Detroit was unique in the Black struggle because of the dominant position and concentration of African American workers in the auto plants. Here the struggle for national liberation tended to merge with the working class struggle.

In the rest of the country, because of high unemployment and generally oppressive conditions in the Black community, the Black Panthers reached out to the lumpen-proletariat, the most oppressed and unemployed sectors of the community, as the base for building their organization. However, as Huey Newton explained, the Panthers studied Marxist ideology and understood the historic role of the working class in overthrowing capitalism.

Detroit's auto industry was then the largest industry in the country, as it continues to be today on a lesser scale. Because of the concentration of Black workers, particularly in the inner-city Chrysler plants, revolutionary leaders in the Black community saw a unique opportunity to directly merge their liberation struggle with the working class struggle to overthrow capitalism.

The formation that reflected this ideological view, and was unique to Detroit, was the League of Revolutionary Black Workers.

The base of this political party was among Black workers organized into caucuses in most of the Chrysler plants. In Dodge Main, the Dodge Revolutionary Union Movement was extremely strong and led many job actions. Another powerful group was the Eldon Avenue Revolutionary Union Movement at the Eldon Avenue axle plant.

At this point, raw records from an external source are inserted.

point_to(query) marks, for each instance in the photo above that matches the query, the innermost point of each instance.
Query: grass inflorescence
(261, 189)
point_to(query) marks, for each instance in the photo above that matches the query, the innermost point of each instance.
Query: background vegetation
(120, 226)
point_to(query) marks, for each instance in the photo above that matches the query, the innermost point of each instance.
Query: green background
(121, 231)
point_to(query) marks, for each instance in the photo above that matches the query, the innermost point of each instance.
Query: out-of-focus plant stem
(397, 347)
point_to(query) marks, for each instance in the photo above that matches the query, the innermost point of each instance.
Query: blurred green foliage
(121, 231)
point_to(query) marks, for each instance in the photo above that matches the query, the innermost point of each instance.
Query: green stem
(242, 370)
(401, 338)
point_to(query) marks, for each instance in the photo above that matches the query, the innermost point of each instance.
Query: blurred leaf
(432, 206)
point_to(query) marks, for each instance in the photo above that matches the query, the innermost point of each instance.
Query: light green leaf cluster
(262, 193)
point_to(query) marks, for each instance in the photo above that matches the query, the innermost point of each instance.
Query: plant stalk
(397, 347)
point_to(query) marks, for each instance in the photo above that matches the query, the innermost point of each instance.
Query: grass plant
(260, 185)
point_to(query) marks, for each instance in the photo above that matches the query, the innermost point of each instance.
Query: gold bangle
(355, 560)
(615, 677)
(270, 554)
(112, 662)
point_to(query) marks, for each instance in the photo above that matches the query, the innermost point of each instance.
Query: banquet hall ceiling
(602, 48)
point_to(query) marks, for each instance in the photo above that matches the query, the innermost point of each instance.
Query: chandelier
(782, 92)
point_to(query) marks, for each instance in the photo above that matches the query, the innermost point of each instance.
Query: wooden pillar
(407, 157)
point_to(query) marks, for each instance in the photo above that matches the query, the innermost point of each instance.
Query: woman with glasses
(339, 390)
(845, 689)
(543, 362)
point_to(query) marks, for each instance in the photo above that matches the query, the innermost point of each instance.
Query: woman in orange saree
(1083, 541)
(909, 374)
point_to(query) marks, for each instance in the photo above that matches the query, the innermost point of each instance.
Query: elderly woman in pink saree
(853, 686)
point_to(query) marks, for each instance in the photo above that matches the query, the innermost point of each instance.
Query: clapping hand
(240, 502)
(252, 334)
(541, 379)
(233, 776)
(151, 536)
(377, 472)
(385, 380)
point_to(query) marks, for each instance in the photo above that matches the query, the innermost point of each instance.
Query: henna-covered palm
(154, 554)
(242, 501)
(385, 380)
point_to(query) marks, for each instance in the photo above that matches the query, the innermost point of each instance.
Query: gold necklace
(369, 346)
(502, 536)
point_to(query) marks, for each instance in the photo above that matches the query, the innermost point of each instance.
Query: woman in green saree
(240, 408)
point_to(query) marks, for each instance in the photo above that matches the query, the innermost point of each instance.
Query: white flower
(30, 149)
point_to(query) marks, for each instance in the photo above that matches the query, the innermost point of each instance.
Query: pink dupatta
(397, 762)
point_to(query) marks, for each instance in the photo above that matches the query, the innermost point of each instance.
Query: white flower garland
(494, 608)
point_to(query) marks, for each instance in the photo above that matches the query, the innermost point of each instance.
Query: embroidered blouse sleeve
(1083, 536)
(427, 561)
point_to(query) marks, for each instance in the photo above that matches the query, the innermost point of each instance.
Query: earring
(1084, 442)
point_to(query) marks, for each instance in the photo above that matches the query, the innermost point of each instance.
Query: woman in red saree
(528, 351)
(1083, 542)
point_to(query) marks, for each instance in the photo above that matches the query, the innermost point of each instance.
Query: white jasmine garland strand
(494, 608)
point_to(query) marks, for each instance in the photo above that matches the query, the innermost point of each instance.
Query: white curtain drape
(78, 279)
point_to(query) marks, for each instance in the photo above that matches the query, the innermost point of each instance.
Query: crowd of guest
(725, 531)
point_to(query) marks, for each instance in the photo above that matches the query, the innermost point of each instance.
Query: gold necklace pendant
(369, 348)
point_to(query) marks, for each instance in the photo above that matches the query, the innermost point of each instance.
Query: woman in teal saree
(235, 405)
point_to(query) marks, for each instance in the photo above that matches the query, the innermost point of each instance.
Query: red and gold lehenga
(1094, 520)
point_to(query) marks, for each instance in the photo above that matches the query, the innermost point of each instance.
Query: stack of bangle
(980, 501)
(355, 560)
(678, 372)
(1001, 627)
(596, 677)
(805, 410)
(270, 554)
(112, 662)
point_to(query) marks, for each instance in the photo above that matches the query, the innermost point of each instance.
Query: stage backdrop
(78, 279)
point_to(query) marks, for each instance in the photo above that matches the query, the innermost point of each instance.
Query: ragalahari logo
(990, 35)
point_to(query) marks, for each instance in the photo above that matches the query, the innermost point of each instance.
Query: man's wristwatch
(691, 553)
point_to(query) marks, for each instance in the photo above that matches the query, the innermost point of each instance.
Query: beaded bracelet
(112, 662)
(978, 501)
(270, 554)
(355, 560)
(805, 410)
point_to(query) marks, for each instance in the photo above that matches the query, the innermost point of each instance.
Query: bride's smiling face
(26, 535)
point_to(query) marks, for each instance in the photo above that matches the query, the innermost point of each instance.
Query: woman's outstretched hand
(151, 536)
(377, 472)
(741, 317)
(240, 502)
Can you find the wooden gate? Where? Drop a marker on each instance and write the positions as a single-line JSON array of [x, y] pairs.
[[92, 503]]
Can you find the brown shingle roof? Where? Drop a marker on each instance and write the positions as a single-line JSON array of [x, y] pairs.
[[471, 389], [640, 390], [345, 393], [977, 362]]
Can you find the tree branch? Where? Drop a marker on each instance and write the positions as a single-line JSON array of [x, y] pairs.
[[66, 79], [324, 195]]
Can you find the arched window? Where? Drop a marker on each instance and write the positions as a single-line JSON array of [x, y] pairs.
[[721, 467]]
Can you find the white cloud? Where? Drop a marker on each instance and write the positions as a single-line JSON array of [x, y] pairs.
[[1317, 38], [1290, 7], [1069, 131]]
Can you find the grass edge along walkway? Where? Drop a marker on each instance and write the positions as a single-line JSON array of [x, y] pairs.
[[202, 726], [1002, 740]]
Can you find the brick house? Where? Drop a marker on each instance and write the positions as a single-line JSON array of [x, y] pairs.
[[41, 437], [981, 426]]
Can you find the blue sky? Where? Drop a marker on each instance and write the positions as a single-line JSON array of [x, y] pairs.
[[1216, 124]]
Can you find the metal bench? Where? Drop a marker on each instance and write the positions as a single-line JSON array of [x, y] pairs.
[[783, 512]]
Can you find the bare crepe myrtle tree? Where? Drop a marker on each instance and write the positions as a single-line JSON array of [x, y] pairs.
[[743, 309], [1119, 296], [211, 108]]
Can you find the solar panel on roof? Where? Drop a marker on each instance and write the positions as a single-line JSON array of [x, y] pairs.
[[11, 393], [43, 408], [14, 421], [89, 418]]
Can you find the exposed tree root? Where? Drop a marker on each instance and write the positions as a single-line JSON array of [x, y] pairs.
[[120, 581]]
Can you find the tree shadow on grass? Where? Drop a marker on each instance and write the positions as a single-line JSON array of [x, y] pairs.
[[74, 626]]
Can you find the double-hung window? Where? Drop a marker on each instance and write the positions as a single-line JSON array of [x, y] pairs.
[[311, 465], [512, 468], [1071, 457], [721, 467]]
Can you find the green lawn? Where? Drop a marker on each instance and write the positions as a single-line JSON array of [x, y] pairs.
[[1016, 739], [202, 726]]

The league also recruited the revolutionary intelligentsia in the Black community. Among its leaders were attorney Ken Cockrel and John Watson, who while a student at Wayne State University became editor of the South End newspaper, turning it into an organ of the league. The masthead of the South End read: "One class-conscious worker is worth 1,000 students."

The league struggled to free James Johnson, a Black worker who, fed up with racism at the Eldon Avenue plant, shot a couple of supervisors and a labor relations representative. The league's newspaper ran a famous poem about him that concluded, "Whenever Black workers are under attack, there will be thousands of Johnsons back to back. James Johnson needed a Thompson." Because of the legal and political struggle on his behalf, Johnson was found not guilty by reason of temporary insanity and even won workers' compensation benefits.

Even after the League of Revolutionary Black Workers began declining organizationally in the 1970s, the link between the Black liberation and working class struggle continued. In the summer of 1972, two Black workers took over the power plant and shut down the Jefferson Assembly Plant in Detroit to demand the firing of a racist foreman.

Some 5,000 workers surrounded the power plant to defend them. They won.

This was followed by other wildcats, or unsanctioned, strikes.

The movement began impacting white workers, who recognized the Black workers in the union as the militant force.

In 1971, at the Michigan Truck Plant in Wayne, Mich., where only about 15 percent of the workers were African American and the union leadership had been virtually all white and very racist, Jerry Goldberg of Workers World Party and another radical worker were instrumental in forming a multi-national rank-and-file caucus and newsletter. The caucus got a shop committee elected of five African Americans and two whites.

Even though there was still plenty of racism among the white workers, they knew they were exploited every day on the assembly line and needed representatives who would fight for them. They saw the strength and militancy of the Black workers in Detroit who were constantly battling the bosses. And they wanted some of that fight in their plant as well.

This was a sign of the dynamic developing in Detroit at that time. Revolutionary Black leadership in the auto plants was becoming a pole of attraction to white workers looking to fight their oppressive conditions as well.